Adaptive Splitting of Reusable Temporal Monitors for Rare Traffic Violations
Craig Innes, Subramanian Ramamoorthy
TL;DR
This work targets the challenge of estimating rare safety-violation probabilities for autonomous-vehicle simulations with black-box perception and control. It introduces a hybrid framework that combines Adaptive Multi-level Splitting (AMS) with online monitoring of Signal Temporal Logic (STL) robustness, leveraging partial-trajectory caching via an online robustness metric $\mathcal{L}_n$ to reuse computations. A Perception Error Model (PEM) injects realistic sensor noise, while a Model Predictive Controller (MPC) governs highway maneuvers, forming a stochastic testbed. Empirical results on a lane-change scenario show STL-AMS yields accurate failure-probability estimates with fewer simulations than Monte Carlo and standard adaptive importance sampling baselines, demonstrating practical viability for testing AV pipelines against STL specifications.
Abstract
Autonomous Vehicles (AVs) are often tested in simulation to estimate the probability they will violate safety specifications.

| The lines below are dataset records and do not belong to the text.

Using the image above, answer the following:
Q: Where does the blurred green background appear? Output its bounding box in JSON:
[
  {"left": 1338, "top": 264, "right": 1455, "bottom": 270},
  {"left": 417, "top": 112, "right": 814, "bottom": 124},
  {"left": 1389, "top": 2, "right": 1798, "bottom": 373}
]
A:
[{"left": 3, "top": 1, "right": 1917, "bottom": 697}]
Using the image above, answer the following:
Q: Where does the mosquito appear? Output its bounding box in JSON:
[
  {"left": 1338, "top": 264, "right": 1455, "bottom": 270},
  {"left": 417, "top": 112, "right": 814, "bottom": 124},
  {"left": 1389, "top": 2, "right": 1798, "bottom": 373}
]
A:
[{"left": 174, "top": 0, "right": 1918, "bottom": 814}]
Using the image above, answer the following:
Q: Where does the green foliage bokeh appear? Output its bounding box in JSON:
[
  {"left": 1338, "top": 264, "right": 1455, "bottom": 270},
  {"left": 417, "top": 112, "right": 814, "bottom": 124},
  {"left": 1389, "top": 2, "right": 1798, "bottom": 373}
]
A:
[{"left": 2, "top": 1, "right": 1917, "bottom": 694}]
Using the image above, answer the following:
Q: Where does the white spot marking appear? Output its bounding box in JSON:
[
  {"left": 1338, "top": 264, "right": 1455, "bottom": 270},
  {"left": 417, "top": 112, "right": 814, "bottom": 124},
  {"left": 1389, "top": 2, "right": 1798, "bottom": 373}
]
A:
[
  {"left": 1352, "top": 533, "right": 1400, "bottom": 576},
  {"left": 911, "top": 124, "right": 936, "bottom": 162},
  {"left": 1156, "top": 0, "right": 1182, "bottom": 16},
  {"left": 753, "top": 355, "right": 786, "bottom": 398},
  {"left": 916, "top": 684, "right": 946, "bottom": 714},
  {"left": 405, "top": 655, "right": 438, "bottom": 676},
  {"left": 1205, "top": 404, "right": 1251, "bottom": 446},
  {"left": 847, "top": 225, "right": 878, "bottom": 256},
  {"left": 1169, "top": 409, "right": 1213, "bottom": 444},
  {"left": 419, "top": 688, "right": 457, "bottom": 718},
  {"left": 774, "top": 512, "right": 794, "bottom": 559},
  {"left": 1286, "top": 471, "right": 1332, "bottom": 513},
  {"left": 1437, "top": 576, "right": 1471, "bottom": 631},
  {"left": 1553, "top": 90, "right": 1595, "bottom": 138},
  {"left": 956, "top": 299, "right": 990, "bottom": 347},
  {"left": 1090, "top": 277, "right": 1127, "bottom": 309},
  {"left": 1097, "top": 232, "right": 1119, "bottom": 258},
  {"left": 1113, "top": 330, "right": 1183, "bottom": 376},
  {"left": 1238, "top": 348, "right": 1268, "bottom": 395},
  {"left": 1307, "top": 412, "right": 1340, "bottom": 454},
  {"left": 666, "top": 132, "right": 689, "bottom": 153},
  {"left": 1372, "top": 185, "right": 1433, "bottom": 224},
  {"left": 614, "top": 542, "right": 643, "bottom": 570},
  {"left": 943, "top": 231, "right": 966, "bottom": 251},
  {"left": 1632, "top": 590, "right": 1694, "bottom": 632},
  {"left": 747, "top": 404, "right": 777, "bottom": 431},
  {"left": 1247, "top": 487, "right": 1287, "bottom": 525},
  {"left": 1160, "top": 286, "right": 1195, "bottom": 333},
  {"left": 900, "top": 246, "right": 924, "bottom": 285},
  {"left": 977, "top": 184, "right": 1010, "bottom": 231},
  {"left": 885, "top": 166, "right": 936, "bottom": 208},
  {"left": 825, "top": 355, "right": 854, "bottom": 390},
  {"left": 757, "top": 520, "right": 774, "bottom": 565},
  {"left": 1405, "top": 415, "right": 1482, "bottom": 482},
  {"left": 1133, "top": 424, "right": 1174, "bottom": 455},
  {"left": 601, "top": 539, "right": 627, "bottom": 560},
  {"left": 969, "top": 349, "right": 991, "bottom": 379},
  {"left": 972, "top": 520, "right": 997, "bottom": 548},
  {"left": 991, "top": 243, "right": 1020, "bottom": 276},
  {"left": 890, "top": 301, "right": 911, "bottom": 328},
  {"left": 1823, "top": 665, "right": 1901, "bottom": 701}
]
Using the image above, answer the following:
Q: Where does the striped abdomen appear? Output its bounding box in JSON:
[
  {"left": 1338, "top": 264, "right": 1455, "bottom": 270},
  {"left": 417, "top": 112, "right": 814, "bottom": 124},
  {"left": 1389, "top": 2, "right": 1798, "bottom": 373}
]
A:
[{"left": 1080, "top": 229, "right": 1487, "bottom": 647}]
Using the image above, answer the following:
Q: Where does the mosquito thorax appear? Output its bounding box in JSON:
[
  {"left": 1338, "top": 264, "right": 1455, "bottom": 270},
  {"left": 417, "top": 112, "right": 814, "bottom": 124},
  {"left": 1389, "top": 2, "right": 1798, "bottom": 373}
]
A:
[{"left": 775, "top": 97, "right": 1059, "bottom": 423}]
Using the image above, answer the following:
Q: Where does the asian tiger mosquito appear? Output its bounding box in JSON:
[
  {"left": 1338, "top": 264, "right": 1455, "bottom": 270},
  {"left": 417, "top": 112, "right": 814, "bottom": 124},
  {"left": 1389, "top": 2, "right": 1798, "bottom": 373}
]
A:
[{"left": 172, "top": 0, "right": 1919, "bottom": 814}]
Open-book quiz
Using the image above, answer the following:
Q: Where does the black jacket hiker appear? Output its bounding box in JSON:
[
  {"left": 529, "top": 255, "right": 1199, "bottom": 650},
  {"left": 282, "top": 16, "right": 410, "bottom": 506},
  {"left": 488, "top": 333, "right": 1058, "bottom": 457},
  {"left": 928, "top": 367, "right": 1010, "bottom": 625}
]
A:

Two common issues arise when using existing techniques to produce this estimation: If violations occur rarely, simple Monte-Carlo sampling techniques can fail to produce efficient estimates; if simulation horizons are too long, importance sampling techniques (which learn proposal distributions from past simulations) can fail to converge. This paper addresses both issues by interleaving rare-event sampling techniques with online specification monitoring algorithms. We use adaptive multi-level splitting to decompose simulations into partial trajectories, then calculate the distance of those partial trajectories to failure by leveraging robustness metrics from Signal Temporal Logic (STL). By caching those partial robustness metric values, we can efficiently re-use computations across multiple sampling stages. Our experiments on an interstate lane-change scenario show our method is viable for testing simulated AV-pipelines, efficiently estimating failure probabilities for STL specifications based on real traffic rules. We produce better estimates than Monte-Carlo and importance sampling in fewer simulations.